McDonald’s seeking viable fat alternative

Concern over a link between the trans-fatty acids used as artificial fats by food processors and the rising incidence of heart disease has prompted at least one major food company to search for alternative products.

While most companies are adopting a wait-and-see approach to the growing body of evidence critical of trans-fatty acids, including a recent study out of Harvard University, McDonald’s Restaurants of Canada is already experimenting with other products.

Terry Williams, McDonald’s quality assurance manager, says as soon as testing provides ‘a viable alternative [to trans-fatty acids] to go to, we will do it.’

The Harvard Nurses’ Health Study, which was published recently in The Lanctet, showed that women in the highest consumption category of trans-fatty acids were 70% more likely to suffer from heart disease.

The report supports the findings of earlier studies.

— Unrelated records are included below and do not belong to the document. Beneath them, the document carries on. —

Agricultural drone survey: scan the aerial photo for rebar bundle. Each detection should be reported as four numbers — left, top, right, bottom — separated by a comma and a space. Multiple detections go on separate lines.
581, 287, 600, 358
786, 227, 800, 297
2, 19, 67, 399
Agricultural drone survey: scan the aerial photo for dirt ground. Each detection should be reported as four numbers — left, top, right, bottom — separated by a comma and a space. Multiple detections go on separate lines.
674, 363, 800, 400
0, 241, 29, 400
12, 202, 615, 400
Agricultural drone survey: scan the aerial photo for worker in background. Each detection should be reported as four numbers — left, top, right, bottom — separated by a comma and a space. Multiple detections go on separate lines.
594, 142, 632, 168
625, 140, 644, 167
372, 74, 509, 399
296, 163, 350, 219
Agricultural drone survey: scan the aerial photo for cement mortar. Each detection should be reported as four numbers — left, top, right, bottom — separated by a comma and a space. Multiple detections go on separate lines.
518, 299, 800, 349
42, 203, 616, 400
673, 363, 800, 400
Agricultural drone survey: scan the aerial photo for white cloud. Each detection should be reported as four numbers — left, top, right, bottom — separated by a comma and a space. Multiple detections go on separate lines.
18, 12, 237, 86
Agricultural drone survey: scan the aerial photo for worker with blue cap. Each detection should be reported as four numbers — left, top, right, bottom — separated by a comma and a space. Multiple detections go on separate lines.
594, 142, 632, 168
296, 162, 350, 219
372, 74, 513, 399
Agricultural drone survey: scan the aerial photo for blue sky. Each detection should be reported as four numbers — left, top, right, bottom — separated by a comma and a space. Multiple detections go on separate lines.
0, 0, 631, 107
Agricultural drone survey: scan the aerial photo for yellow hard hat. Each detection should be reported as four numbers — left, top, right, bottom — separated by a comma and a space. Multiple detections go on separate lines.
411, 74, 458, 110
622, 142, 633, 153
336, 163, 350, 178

In order to qualify to label their products ‘cholesterol-free’ or ‘low cholesterol,’ major food processors have been substituting unsaturated fats for saturated fats.

Saturated fats contain cholesterol, while unsaturated fats do not.

But saturated fats have a molecular structure that facilitates food processing, so manufacturers have altered the unsaturated fats to act as saturated fats. The altered fats are known as trans-fatty acids.

McDonald’s products containing trans-fatty acids are Chicken McNuggets, McChicken Sandwich and Filet-O-Fish.

Other companies using trans-fatty acids include the makers of many brands of margarines, cookies, crackers, potato chips, baked goods and deep-fried foods.

But officials at companies such as Ault Foods, Procter & Gamble and Nabisco Brands say the research is still too inconclusive to make changes in product content.

Bob Fisher, head of research and development at Campbell Soup, says while the public is more in tune with health issues and buys products based on their nutritional claims, trans-fatty acids have yet to become a consumer concern.

‘Obviously, if it becomes a consumer issue, we’re going to have to deal with it,’ Fisher says.

Mary Enig, a nutrition consultant and former research associate in the department of biochemistry at the University of Maryland, says the wait-and-see approach is likely to pose a major public relations problem for the food industry.

‘This [Harvard University] study is going to open up the floodgates,’ Enig says.

‘The food industry has created a health issue to help market their products, and now I anticipate they’re going to have a lot of trouble explaining away the inappropriateness of what they’ve done,’ she says.

Fuelled by complaints from nutrition experts that altered fats raise cholesterol levels in humans the same way saturated fats do, and that they lower high-density lipoprotein, a healthy form of cholesterol, Ottawa is reviewing existing legislation on nutrition labelling.

Current laws require food processors to list saturated fats, but not their saturated fat equivalents, specifically trans-fatty acids.

Most foods labelled ‘cholesterol-free’ contain trans-fatty acids.

Mary Cheney, head of the nutrition evaluation division of Health and Welfare Canada, says changes to the labelling laws will be made after the publication of a study of trans-fatty acids by the U.S. Department of Agriculture later this year.

Cheney says it is expected that ‘cholesterol-free’ claims will be limited to products that are free not just of saturated fats, but of saturated fat equivalents, specifically trans-fatty acids.

But Bruce Holub, a leading nutritional expert at the University of Guelph who pioneered trans-fatty acid research with his contribution to the ‘Margarine Report’ in 1979, says labels should not only list saturated fats, but trans-fatty acids.

Existing legislation prohibits listing trans-fatty acids.

Laurie Curry, technical director of the Grocery Products Manufacturers of Canada, says food manufacturers are only complying with existing laws and adds if consumers are confused about ‘cholesterol-free’ labelling, the government is to blame.

Curry says when Canada’s existing legislation came into effect in 1988, it was understood the federal government would educate consumers about the meaning behind the labelling.

‘We wouldn’t be in the situation we are in now if the government had followed through with a stronger educational approach,” she says.

Cheney says when the industry met with Health and Welfare to discuss proposed changes to labelling laws, an appeal was made to the industry to make the appropriate changes regarding ‘cholesterol-free’ labelling without waiting for legislative change.